Icarus (Ike) Glass - great name - is a Brit who came to the US years ago, settled in San Antonio and became a journalist. He's pretty washed up and definitely drinks too much. One evening he shares a few beers with a man he meets in a bar - it turns out not to be a great idea...

I didn't find Ike Glass particularly likeable but it was hard not to feel sorry for him as he gets caught up in a bizarre string of events. Shannon Wallace was much more relatable - in her forties, a strained relationship with her son and trying to establish herself at Quantico after years of working in the field. She's in the Behavior Analysis Unit (the one often imagined on the small screen), specifically the Violent Criminal Apprehension Program, which I imagine is a tough gig at the best of times. But here she is presented with a case like no other, with identical incidents across the US - it's unprecedented. But I think my favourite character was Lieutenant Michael Boyd, who takes initial charge of the San Antonio crime scene. He's world weary, mourning the death of his wife but there seemed a gentleness around him. I liked him a lot. 

I really liked the idea of crimes taking place simultaneously across the US. And ones that are creatively staged too. Yes, they are far fetched but suitably creepy and pretty darn scary! For various reasons that become clear as the book progresses much of the action here is in San Antonio but we hear plenty of details of incidents happening across the country. 
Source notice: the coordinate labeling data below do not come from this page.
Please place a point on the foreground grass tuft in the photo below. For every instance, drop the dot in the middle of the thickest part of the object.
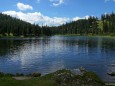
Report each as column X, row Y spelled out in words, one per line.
column 58, row 78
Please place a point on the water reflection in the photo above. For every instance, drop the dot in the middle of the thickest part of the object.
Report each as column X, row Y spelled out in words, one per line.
column 48, row 54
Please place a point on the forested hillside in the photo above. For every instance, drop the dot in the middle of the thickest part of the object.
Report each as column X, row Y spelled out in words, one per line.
column 105, row 25
column 10, row 26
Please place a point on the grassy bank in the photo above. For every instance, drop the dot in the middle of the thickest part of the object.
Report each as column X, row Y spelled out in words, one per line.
column 58, row 78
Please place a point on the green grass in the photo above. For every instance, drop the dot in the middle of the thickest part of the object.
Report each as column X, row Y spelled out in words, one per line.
column 58, row 78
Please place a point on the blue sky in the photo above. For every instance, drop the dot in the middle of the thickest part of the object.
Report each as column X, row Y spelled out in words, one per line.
column 55, row 12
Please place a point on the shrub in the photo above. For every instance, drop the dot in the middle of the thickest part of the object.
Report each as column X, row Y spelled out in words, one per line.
column 36, row 74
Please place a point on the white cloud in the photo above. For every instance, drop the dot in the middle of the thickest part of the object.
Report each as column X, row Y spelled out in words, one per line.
column 22, row 6
column 38, row 18
column 56, row 2
column 77, row 18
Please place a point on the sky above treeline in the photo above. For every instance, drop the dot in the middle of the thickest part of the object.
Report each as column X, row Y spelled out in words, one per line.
column 55, row 12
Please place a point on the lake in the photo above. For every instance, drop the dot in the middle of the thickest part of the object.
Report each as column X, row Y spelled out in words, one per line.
column 48, row 54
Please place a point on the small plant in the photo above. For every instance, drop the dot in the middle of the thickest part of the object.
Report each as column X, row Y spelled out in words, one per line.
column 36, row 74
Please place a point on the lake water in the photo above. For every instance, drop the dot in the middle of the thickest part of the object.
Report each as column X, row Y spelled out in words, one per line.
column 48, row 54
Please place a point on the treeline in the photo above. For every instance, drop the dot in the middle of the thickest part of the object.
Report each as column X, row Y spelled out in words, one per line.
column 10, row 26
column 105, row 25
column 93, row 25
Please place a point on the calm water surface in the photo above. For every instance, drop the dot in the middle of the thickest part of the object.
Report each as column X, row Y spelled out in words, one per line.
column 48, row 54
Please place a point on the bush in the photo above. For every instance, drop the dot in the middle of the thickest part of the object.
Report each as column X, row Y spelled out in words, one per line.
column 36, row 74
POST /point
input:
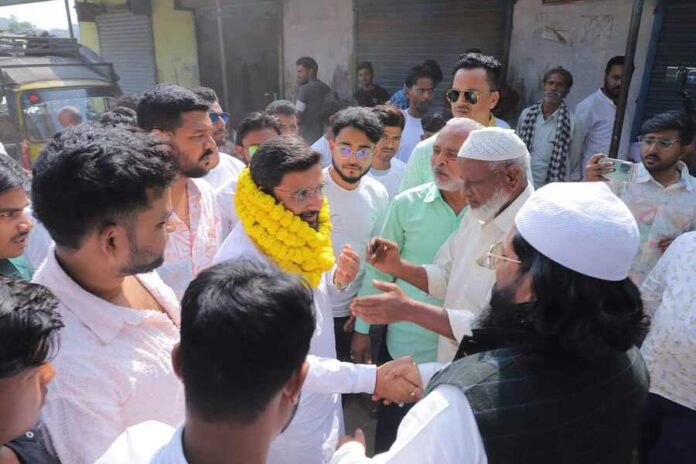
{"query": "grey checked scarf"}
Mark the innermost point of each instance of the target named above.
(561, 146)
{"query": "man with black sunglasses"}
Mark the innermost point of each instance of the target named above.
(227, 168)
(474, 95)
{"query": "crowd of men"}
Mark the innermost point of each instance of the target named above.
(169, 295)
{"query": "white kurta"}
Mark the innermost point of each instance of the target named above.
(458, 276)
(312, 436)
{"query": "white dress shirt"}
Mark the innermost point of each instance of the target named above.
(227, 171)
(410, 136)
(458, 276)
(669, 350)
(440, 428)
(356, 216)
(596, 114)
(114, 366)
(318, 424)
(150, 442)
(390, 178)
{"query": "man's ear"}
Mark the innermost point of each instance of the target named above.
(161, 134)
(293, 386)
(176, 360)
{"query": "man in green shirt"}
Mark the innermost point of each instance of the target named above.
(420, 220)
(473, 95)
(14, 223)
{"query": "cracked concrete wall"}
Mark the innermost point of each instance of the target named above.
(581, 37)
(322, 29)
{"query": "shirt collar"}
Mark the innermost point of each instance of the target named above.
(104, 319)
(643, 175)
(506, 218)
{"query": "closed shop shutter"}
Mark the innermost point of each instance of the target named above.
(676, 46)
(398, 34)
(126, 41)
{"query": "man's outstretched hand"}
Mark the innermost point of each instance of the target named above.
(398, 381)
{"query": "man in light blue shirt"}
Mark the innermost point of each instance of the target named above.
(419, 220)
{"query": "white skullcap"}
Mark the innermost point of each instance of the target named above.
(493, 144)
(582, 226)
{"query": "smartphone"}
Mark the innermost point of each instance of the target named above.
(623, 170)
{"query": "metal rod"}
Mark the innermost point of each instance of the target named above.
(223, 59)
(627, 74)
(67, 12)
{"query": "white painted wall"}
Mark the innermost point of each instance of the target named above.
(322, 29)
(581, 37)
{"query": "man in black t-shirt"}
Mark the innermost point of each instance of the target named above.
(369, 93)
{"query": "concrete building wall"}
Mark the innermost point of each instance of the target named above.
(176, 53)
(581, 37)
(322, 29)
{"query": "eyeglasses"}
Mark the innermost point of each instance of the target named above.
(214, 117)
(492, 259)
(304, 195)
(660, 142)
(471, 96)
(252, 150)
(361, 153)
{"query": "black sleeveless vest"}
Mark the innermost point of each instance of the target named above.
(535, 407)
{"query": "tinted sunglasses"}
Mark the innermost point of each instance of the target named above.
(471, 96)
(214, 117)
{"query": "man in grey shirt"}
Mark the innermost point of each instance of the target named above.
(310, 98)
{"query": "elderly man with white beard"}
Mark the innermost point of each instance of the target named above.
(493, 165)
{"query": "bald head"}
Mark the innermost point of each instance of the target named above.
(447, 144)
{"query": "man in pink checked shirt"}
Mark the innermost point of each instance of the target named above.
(179, 116)
(103, 194)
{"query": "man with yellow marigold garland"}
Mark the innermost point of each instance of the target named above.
(284, 220)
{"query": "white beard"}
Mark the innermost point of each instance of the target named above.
(488, 211)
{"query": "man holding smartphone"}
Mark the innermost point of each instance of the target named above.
(661, 194)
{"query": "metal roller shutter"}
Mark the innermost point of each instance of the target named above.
(676, 46)
(126, 41)
(398, 34)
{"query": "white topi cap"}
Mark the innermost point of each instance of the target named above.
(493, 144)
(582, 226)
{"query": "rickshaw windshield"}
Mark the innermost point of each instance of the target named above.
(49, 111)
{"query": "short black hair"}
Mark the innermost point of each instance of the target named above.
(161, 107)
(284, 107)
(253, 122)
(419, 72)
(389, 116)
(308, 62)
(89, 176)
(579, 314)
(279, 156)
(119, 116)
(29, 325)
(365, 65)
(207, 94)
(128, 101)
(435, 70)
(359, 118)
(567, 76)
(672, 120)
(480, 61)
(11, 174)
(433, 123)
(615, 61)
(245, 329)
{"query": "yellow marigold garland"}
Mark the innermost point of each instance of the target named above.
(292, 244)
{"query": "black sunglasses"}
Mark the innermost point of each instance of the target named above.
(215, 116)
(471, 96)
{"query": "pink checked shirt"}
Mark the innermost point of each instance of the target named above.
(188, 252)
(114, 366)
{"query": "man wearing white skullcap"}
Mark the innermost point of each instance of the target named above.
(551, 372)
(493, 164)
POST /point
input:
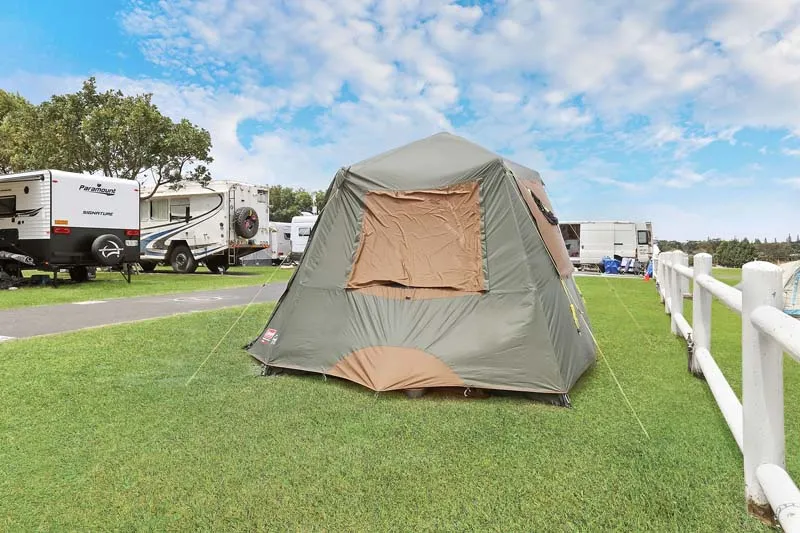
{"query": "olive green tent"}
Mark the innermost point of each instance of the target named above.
(436, 264)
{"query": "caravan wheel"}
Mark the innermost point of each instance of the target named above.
(217, 264)
(183, 262)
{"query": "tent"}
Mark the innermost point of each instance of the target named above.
(791, 288)
(436, 264)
I loved the use of both more traditional media and social media in this novel. It shows both how quickly news can travel - instantly, really - and people's fascination with the darker side of human nature. As events build and the Alliance themselves make more use of social media, there is no shortage of folk ready and waiting to watch whatever horror is perpetrated. And I really don't know if that wouldn't be the case in real life - there seems to be a real appetite for true crime. It's funny, as regular visitors here will know, I read (and watch) a lot of fictional crime but very rarely the true life stuff. But plenty of people are fascinated by it. So is it such a big leap to imagine us watching it on our screens in real time? Subscribing to social media accounts set up by killers? I'm not so  sure.

The Alliance is a hard book to review in detail without giving plot spoilers, which, of course, I'm not going to do. It's tense almost from the get go and only gets more so until we reach a denouement full of surprises. The writing is tight - there's always something going on, moving the plot forward. It's exciting and I was genuinely invested in what happened in the end. And more than a little shocked. Worth a read. 


The Author


Matt Brolly is the Amazon number one, and Wall Street Journal bestselling author of the DI Blackwell novels set in Weston-super-Mare, as well as the DCI Lambert crime novels, the acclaimed near future crime novel, Zero, and the US thrillers, The Controller, The Railroad, and The Running Girls. His books have sold over one million copies in 16 countries. 

Matt lives in London with his wife, their two children, a dog called Herbie, and a cat called W.G Snuffy Walden.